Amedeo Air Four Plus

Corporate Governance


(the “Company”)

Terms of Reference for the Audit Committee (the “Committee”)

(Reviewed by the Board on 30 September 2016)

(Updated by the Secretary on 9 December 2019 and approved by the Board on 15 July 2020)



  1. The function of the Audit Committee (the “Committee”) is to ensure that the Company, and its subsidiaries, maintain high standards of integrity in their financial reporting and internal controls as appropriate.

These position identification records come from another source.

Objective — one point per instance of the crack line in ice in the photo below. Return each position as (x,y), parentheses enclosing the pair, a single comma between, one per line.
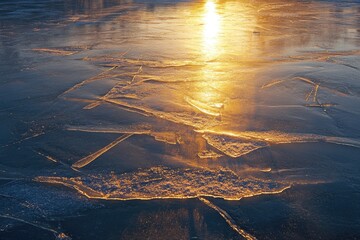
(167,183)
(229,220)
(90,158)
(58,235)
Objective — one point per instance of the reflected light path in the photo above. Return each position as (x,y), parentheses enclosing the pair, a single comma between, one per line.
(212,28)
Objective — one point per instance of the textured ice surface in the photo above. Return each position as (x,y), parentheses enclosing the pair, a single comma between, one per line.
(180,99)
(160,182)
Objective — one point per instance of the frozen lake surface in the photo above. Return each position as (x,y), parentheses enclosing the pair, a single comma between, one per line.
(232,119)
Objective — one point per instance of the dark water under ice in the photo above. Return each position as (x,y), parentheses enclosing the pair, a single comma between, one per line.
(208,119)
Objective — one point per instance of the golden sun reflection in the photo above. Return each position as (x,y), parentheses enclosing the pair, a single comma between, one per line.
(212,27)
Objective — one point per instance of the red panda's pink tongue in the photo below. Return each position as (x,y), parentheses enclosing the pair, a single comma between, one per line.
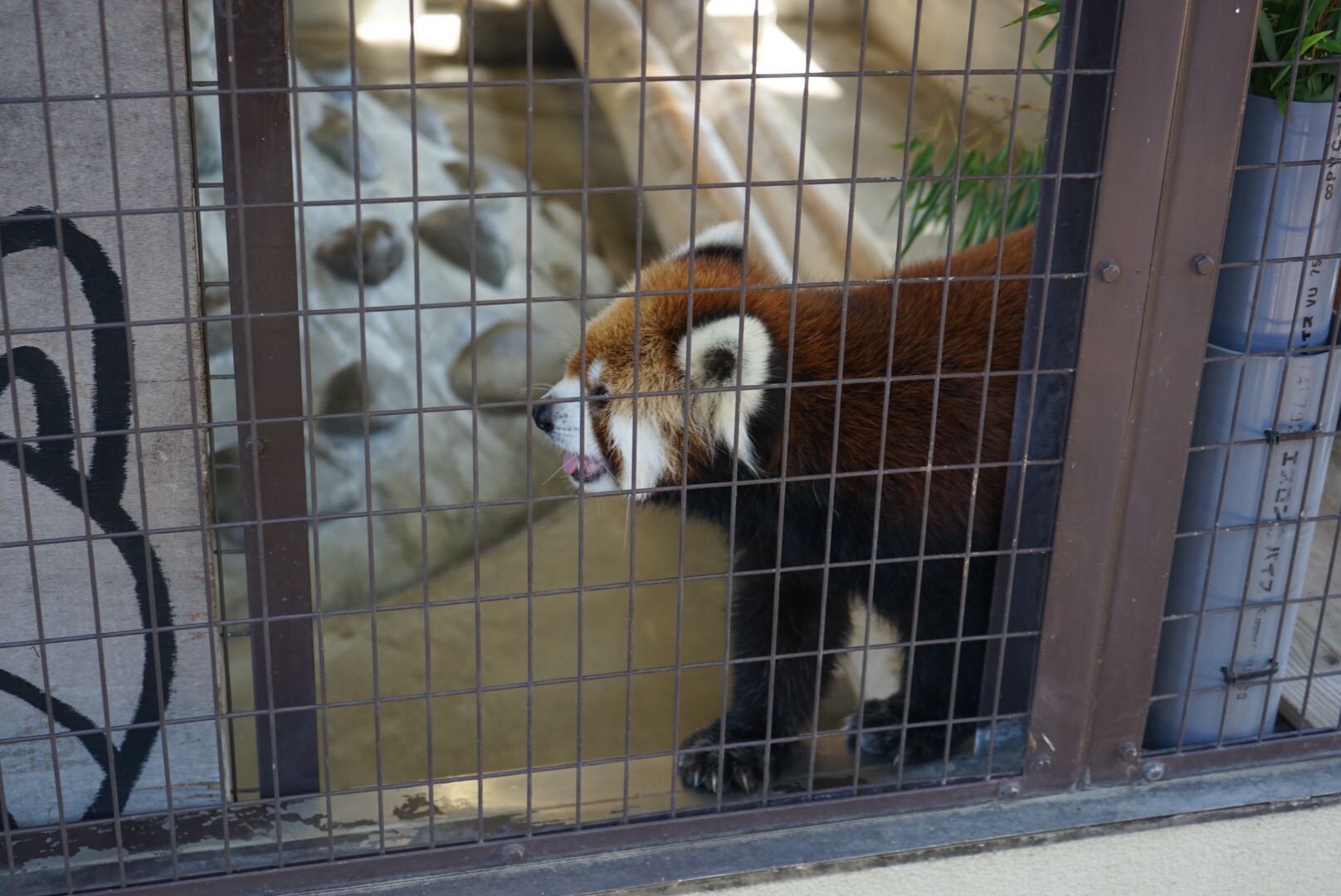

  1. The Committee shall be appointed by the Board and shall consist of all directors of the Company, at least one of whom shall have recent and relevant financial experience. The Committee may retain third party persons and firms as advisers to the Committee to assist with the Committee’s scrutiny of the Company’s financial reports to shareholders, as well as to provide any other relevant advice requested by the Committee. Such third party retention shall be subject to the prior approval of the Board.
  1. A quorum for a meeting of the Committee shall be any two members.
  1. The Chairman of the Committee shall be John Le Prevost or, failing him, be appointed by the members of the Committee. The appointment of the Chairman of the Committee will be reviewed on an annual basis by the Board of directors of the Company. The Chairman of the Company shall not be a member of the Committee.


  1. The Committee shall meet at least two times a year at appropriate times in the reporting and audit cycle, including when the Company’s half-yearly and annual financial reports are to be considered by the Board and, where possible, shall precede such a Board meeting. The Committee will meet the external auditor at least once a year (by telephone or in person).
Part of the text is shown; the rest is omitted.